Upgrading running instances

This guide covers upgrading a running Dependency-Track cluster to a new version with no planned downtime. For breaking changes between specific releases, always consult the per-release upgrade guides before starting.

When you can upgrade in place

The durable execution engine, leader election, and lock-free task claiming make it safe to replace one API server instance at a time as long as:

  • The release notes describe no breaking schema changes that require all instances to stop.
  • The destination version's Liquibase migrations are additive against the running schema.
  • More than one instance is running. A single-instance deployment cannot upgrade without downtime.

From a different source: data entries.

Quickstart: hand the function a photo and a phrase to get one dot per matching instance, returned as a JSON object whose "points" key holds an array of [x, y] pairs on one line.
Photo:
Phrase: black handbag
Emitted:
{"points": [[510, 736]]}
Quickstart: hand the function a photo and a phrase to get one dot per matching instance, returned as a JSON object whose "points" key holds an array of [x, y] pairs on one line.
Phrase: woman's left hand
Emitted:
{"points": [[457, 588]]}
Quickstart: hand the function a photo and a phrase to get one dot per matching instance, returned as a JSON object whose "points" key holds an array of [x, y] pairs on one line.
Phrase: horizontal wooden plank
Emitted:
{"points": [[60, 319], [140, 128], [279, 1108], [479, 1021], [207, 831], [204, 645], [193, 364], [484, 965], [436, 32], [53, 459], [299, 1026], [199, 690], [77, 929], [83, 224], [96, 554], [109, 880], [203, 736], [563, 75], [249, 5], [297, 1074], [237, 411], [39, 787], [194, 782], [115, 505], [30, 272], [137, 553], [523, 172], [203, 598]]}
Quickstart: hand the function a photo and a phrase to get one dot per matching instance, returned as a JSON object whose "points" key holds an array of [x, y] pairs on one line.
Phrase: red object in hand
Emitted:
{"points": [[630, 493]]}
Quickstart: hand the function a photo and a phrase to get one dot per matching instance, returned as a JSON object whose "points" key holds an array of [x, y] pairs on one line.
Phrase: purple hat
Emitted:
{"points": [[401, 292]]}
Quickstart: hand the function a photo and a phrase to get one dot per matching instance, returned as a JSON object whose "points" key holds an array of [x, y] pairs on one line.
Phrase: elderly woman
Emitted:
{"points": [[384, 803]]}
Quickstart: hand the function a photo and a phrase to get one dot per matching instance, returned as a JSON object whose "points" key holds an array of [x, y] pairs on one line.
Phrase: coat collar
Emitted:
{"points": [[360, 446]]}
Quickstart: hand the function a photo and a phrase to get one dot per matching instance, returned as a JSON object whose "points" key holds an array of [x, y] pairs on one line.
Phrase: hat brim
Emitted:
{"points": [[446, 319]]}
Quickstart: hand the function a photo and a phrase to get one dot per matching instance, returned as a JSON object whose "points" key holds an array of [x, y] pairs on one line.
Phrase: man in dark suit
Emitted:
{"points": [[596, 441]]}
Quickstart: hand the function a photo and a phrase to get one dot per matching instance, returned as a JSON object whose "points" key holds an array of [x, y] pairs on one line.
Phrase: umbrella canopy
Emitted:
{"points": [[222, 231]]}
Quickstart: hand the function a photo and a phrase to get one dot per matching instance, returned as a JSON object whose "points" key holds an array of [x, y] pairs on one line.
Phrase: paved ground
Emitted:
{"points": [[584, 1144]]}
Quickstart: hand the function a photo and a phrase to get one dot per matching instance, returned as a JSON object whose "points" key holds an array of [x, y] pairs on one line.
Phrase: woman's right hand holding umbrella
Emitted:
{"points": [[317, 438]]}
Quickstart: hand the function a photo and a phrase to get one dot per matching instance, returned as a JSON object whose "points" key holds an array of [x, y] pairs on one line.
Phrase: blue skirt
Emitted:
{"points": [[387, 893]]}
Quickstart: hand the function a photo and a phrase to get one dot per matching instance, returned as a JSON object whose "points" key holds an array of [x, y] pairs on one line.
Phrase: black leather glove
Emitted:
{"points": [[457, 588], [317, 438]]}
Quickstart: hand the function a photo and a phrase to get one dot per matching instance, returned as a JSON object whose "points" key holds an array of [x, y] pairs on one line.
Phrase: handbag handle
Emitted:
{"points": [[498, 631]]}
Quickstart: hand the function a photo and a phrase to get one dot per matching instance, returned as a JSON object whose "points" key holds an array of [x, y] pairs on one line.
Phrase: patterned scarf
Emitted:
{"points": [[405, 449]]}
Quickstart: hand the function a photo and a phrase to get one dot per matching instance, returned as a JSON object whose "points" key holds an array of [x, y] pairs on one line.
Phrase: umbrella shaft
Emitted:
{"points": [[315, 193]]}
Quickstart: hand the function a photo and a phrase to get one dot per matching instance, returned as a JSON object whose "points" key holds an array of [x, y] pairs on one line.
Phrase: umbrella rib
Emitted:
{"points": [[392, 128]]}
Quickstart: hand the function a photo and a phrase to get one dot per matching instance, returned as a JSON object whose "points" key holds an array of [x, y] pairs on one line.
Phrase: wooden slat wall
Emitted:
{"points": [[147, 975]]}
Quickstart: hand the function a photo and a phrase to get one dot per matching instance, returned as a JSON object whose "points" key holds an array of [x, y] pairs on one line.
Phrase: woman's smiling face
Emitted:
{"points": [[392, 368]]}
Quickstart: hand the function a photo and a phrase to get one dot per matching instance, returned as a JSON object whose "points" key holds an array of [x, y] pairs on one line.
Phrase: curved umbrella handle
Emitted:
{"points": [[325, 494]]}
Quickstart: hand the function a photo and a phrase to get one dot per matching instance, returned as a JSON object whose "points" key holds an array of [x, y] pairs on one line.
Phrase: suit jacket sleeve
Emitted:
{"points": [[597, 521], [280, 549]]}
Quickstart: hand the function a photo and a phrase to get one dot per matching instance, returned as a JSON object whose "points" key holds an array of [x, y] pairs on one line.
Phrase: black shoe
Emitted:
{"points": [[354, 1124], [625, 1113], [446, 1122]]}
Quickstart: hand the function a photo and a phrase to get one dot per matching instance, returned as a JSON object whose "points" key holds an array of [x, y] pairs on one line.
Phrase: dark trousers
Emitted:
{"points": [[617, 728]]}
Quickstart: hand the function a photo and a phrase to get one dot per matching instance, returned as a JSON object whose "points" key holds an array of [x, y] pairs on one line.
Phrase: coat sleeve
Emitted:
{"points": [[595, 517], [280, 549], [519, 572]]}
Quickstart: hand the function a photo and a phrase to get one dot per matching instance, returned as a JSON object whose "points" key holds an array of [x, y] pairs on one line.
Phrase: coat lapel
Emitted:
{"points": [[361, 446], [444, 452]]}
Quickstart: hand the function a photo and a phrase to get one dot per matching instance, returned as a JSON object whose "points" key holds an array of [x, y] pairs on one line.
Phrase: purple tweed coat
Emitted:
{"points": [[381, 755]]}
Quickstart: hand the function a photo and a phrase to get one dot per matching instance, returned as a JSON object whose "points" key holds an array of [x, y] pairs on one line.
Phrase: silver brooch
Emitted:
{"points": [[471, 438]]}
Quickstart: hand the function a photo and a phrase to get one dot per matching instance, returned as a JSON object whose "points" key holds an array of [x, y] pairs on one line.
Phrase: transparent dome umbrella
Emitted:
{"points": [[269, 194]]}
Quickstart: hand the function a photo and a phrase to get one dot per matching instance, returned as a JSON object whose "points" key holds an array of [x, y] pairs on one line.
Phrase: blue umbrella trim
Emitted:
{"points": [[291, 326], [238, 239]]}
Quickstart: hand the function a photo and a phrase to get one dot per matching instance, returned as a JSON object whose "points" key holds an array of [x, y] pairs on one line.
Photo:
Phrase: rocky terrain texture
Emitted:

If any of these conditions fail, plan a full-stop upgrade window instead.

Before you start

  • Back up the database and verify the backup. See Backing up.
  • Read the release notes for every version between the running and target version. Stop and plan a full-stop upgrade if any release calls for one.
  • If you run schema migrations in a dedicated container (recommended for large deployments and PgBouncer in transaction mode), plan to run it before any new-version API server starts. See Schema migration credentials.

Rolling upgrade

  1. Run schema migrations, either via the dedicated container or by letting the first new-version instance run them on startup.
  2. Replace API server instances one at a time using your platform's rolling-update primitive. Background tasks claimed by an instance that stops mid-flight return to the queue when the database transaction ends; another instance picks them up on its next poll.

Old and new instances run side by side until the roll-out completes. The "additive migrations" condition listed earlier is what makes that safe: the old version must keep working against the migrated schema for the duration of the roll-out. Cap the roll-out to a single deploy window. Do not leave the cluster running mixed versions indefinitely.

If a migration fails partway and leaves the Liquibase change-log lock held, clear the lock in PostgreSQL before retrying the upgrade.

Web/worker split

When the cluster splits API and worker traffic, upgrade both groups using the same one-at-a-time pattern. Upgrade workers first so the API tier always talks to a database whose schema the workers already understand.

When to fall back to a full-stop upgrade

Plan a full-stop maintenance window when:

  • The release notes call for one explicitly.
  • The migration involves long-running data back-fills or partition rewrites.
  • You cannot guarantee at least one instance remains running throughout.